The numbers are noticeably better
One of the factors driving all of this volatility is Energy Transfer Equity's financial metrics, which had been in rough shape because of the oil market downturn. For example, in the first quarter of 2017, the company only generated $215 million of distributable cash flow (DCF), which wasn't enough to cover the $251 million in cash it distributed to investors. However, thanks to the wind-down of some special assistance to its namesake MLP Energy Transfer Partners (NYSE:ETP), Energy Transfer Equity's DCF rocketed 84% to $395 million during the first quarter of 2018. With the company only distributing $266 million in cash to investors, it was able to cover its high-yielding payout by a comfortable 1.48 times.
Meanwhile, cash flow should continue growing in the coming year because Energy Transfer Partners expects to complete several expansion projects, which will boost the cash it sends to its parent. In addition to that, Energy Transfer Equity recently acquired a stake in USA Compression Partners (NYSE:USAC) as part of a transaction with Energy Transfer Partners, which will provide it with some incremental cash flow going forward.
While Energy Transfer Equity could use its expanding cash flow to boost its high-yielding distribution, the company currently plans to retain this excess money to help pay down some debt, which should improve its balance sheet. That will assist the company with meeting its top priority to deleverage its balance sheet so the franchise can maintain an investment-grade credit rating, which will keep its borrowing costs low, giving it the financial flexibility to continue growing.
A catalyst on the horizon
Another reason Energy Transfer Equity wants to shore up its balance sheet is so the company can pursue the acquisition of Energy Transfer Partners to simplify its corporate structure. CEO Kelcy Warren stated last quarter that they've "looked at every scenario possible to us. And we don't see any mathematical scenario that makes any sense other than" having Energy Transfer Equity acquire Energy Transfer Partners.
That deal would mark the latest in a string of similar consolidation transactions in the midstream sector as companies seek ways to enhance their appeal to investors by simplifying their structures and improving their financial profiles. In Energy Transfer Equity's case, it could maintain its current distribution level after acquiring its MLP, and use its growing stream of excess cash to deleverage further and internally fund some expansion projects, which would improve the company's long-term financial sustainability.
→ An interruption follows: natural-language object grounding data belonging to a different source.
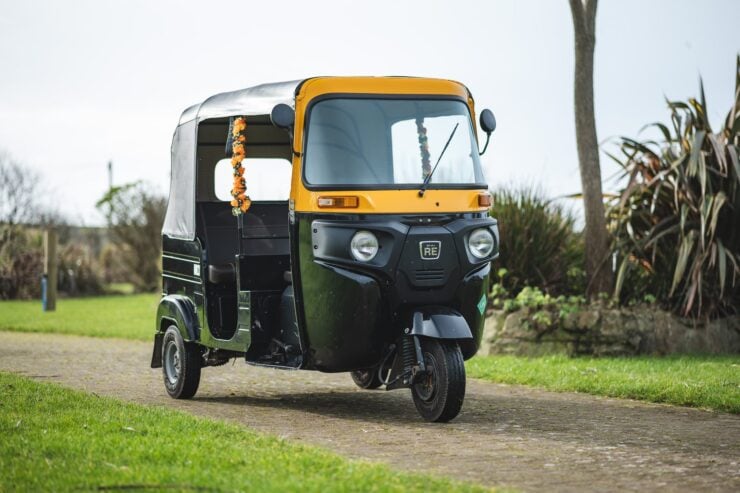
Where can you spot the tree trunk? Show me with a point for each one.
(596, 238)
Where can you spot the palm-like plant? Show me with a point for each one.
(676, 224)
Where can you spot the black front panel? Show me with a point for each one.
(349, 310)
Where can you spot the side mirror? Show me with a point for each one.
(283, 116)
(488, 125)
(487, 121)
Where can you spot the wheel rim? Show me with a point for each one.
(172, 363)
(364, 376)
(426, 388)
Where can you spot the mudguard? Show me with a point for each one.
(180, 311)
(440, 323)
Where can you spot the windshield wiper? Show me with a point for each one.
(429, 176)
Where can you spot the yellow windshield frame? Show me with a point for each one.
(379, 201)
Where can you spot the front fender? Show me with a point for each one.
(180, 311)
(440, 323)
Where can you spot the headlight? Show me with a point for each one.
(364, 246)
(480, 243)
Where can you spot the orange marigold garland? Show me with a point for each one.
(241, 202)
(426, 166)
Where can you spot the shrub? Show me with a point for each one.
(135, 215)
(79, 273)
(539, 246)
(676, 223)
(21, 263)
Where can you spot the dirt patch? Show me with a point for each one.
(505, 436)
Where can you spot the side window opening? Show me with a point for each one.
(268, 179)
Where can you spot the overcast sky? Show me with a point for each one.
(82, 82)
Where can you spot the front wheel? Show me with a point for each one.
(439, 393)
(181, 363)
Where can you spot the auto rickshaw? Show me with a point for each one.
(337, 224)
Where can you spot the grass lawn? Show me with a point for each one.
(698, 381)
(55, 439)
(711, 382)
(128, 317)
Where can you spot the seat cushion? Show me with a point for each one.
(221, 273)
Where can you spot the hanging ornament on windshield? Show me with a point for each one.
(426, 166)
(237, 132)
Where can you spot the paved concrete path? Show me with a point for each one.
(505, 436)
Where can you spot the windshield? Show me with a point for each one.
(368, 142)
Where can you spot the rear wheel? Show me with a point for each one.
(181, 364)
(438, 394)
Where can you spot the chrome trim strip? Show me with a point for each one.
(192, 260)
(164, 274)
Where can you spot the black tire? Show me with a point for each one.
(181, 364)
(438, 395)
(367, 379)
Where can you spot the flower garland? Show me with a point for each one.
(426, 166)
(241, 202)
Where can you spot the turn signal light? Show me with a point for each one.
(484, 200)
(350, 202)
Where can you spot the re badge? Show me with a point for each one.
(430, 250)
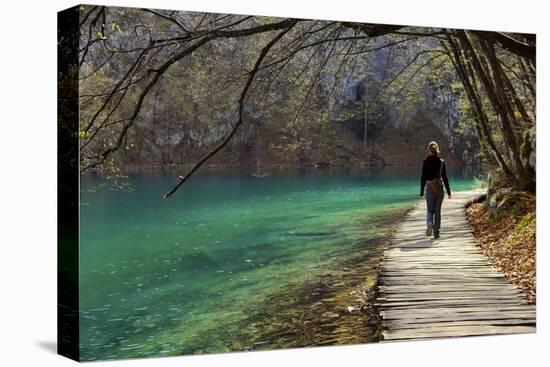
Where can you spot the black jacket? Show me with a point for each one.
(430, 171)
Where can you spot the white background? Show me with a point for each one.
(28, 182)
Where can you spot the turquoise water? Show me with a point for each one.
(195, 273)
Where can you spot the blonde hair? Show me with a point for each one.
(433, 148)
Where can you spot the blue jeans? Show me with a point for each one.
(434, 200)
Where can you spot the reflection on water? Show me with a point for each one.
(233, 261)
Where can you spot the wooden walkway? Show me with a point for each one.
(446, 287)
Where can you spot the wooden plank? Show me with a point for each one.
(447, 287)
(455, 332)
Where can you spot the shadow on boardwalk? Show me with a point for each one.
(441, 288)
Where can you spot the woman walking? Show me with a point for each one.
(433, 173)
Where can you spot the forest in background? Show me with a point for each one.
(182, 89)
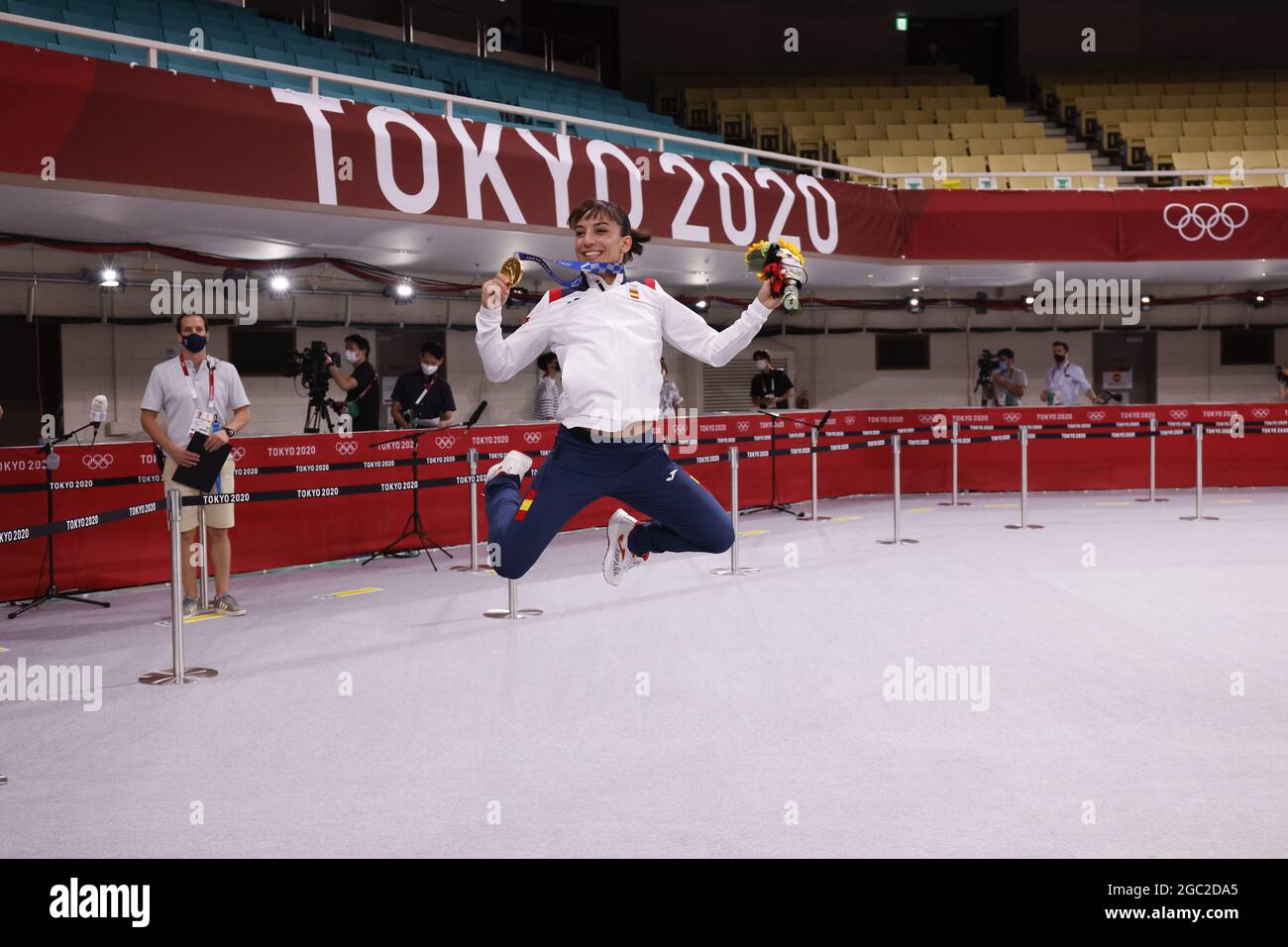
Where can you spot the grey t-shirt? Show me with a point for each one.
(170, 393)
(1017, 377)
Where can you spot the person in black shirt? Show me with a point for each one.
(423, 398)
(362, 385)
(769, 386)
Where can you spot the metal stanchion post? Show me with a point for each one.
(1198, 475)
(898, 496)
(812, 475)
(475, 518)
(202, 560)
(734, 569)
(1153, 466)
(178, 673)
(1024, 483)
(954, 500)
(513, 609)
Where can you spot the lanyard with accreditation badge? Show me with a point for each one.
(210, 373)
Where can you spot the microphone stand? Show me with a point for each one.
(413, 526)
(52, 592)
(773, 460)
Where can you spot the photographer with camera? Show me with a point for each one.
(362, 402)
(1009, 382)
(423, 398)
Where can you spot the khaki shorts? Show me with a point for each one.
(220, 515)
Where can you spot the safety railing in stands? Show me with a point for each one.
(563, 120)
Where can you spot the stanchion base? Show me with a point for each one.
(189, 674)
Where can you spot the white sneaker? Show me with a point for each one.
(514, 463)
(618, 560)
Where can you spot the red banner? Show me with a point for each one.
(111, 125)
(318, 528)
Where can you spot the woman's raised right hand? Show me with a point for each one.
(496, 291)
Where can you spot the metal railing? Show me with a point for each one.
(563, 120)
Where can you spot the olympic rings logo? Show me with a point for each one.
(1206, 221)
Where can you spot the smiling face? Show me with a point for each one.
(596, 239)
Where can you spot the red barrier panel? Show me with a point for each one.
(284, 532)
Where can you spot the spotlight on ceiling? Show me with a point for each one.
(400, 292)
(107, 278)
(278, 286)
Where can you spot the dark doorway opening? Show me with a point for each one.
(977, 46)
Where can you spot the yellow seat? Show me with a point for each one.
(965, 165)
(1018, 146)
(948, 147)
(1077, 161)
(1190, 161)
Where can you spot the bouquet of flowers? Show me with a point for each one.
(784, 265)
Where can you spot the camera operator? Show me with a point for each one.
(771, 386)
(423, 398)
(1065, 379)
(1009, 381)
(362, 401)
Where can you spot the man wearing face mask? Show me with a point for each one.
(423, 398)
(769, 385)
(362, 401)
(545, 406)
(1009, 381)
(197, 392)
(1065, 379)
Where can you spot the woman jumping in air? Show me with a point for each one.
(606, 334)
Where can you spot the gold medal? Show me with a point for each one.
(513, 270)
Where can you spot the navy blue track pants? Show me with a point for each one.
(686, 518)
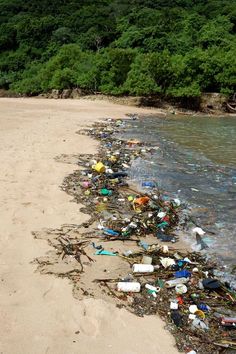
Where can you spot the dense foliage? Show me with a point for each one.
(176, 48)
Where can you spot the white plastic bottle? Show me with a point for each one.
(126, 287)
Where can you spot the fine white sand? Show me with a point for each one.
(39, 314)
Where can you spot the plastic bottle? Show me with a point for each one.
(143, 268)
(172, 283)
(129, 287)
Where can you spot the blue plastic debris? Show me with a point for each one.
(105, 253)
(183, 274)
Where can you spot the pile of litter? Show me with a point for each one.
(178, 285)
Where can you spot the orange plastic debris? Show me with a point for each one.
(142, 200)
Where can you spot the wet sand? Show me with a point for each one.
(38, 312)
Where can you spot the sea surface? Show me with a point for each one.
(194, 160)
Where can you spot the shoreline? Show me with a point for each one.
(39, 312)
(109, 293)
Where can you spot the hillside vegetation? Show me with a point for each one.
(175, 48)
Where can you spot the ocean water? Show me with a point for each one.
(194, 160)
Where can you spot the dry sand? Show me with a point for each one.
(38, 313)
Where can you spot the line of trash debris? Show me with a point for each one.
(179, 285)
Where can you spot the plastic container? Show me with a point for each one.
(149, 184)
(143, 268)
(99, 167)
(181, 289)
(147, 260)
(127, 287)
(152, 288)
(172, 283)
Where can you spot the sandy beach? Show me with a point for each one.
(38, 312)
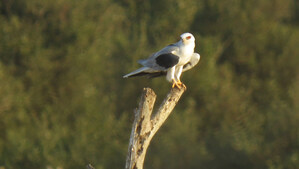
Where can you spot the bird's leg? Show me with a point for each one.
(175, 84)
(181, 84)
(177, 75)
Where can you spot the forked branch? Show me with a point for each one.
(146, 124)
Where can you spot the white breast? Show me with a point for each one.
(185, 54)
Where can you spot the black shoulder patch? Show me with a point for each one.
(167, 60)
(187, 64)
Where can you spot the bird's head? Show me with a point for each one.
(187, 38)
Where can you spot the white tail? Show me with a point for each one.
(140, 70)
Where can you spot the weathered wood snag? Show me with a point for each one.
(146, 124)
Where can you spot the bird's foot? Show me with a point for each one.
(182, 84)
(179, 85)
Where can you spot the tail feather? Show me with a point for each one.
(138, 72)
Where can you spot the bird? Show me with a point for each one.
(171, 61)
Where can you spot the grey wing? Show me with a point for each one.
(163, 59)
(192, 62)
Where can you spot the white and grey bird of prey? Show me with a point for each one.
(170, 61)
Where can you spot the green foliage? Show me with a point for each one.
(64, 102)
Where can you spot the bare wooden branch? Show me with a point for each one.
(146, 124)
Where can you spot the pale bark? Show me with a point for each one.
(146, 124)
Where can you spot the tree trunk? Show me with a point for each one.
(146, 124)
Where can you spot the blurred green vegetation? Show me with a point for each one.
(64, 103)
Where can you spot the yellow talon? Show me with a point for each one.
(179, 84)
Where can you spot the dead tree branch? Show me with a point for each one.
(146, 124)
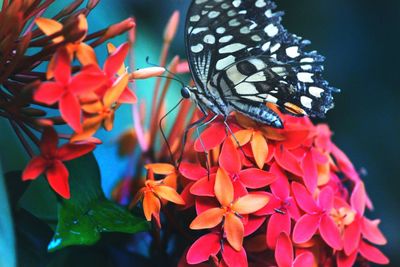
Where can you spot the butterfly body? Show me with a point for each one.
(241, 58)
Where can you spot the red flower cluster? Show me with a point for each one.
(279, 198)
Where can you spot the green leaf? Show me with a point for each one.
(7, 242)
(83, 218)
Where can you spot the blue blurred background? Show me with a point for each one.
(360, 40)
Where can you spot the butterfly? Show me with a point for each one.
(241, 58)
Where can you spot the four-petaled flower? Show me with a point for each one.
(230, 211)
(50, 161)
(66, 89)
(152, 193)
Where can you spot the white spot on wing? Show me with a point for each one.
(224, 62)
(315, 91)
(231, 48)
(292, 51)
(306, 101)
(305, 77)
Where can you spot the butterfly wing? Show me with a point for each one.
(241, 47)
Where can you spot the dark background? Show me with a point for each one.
(360, 40)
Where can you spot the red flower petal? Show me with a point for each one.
(371, 232)
(280, 187)
(48, 144)
(234, 258)
(310, 176)
(116, 59)
(305, 228)
(373, 254)
(229, 158)
(358, 198)
(330, 232)
(278, 223)
(48, 93)
(304, 199)
(72, 151)
(342, 260)
(35, 167)
(284, 251)
(86, 81)
(255, 178)
(57, 175)
(351, 237)
(304, 259)
(287, 161)
(204, 187)
(203, 248)
(71, 111)
(210, 138)
(192, 171)
(62, 69)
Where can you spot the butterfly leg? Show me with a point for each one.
(259, 112)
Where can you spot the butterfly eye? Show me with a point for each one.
(185, 92)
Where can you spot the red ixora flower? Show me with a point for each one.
(50, 161)
(65, 89)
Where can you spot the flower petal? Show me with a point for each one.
(358, 198)
(255, 178)
(310, 176)
(234, 230)
(304, 259)
(35, 167)
(371, 232)
(168, 193)
(223, 188)
(72, 151)
(112, 95)
(351, 237)
(277, 224)
(372, 254)
(305, 228)
(250, 203)
(57, 175)
(192, 171)
(229, 158)
(48, 93)
(259, 147)
(211, 137)
(161, 168)
(204, 247)
(208, 219)
(151, 205)
(62, 66)
(304, 199)
(116, 59)
(284, 251)
(234, 258)
(330, 232)
(71, 111)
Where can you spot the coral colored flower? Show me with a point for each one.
(230, 211)
(152, 193)
(210, 245)
(317, 217)
(50, 161)
(101, 112)
(66, 89)
(284, 255)
(113, 67)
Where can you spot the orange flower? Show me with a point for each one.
(230, 211)
(152, 193)
(102, 111)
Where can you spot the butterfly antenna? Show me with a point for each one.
(174, 76)
(163, 133)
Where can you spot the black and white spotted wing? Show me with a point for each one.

Meanwhile, once it gets its finances on solid ground, Energy Transfer can look at resuming distribution growth.
Things are getting interesting
After struggling for the past few years, Energy Transfer Equity's financials are heading in the right direction, which positions the company to grow its high-yielding payout in the future. However, it still has more work to do, including sealing a deal to buy Energy Transfer Partners, which is why investors might want to put it on their watchlists for now to see how everything shakes out.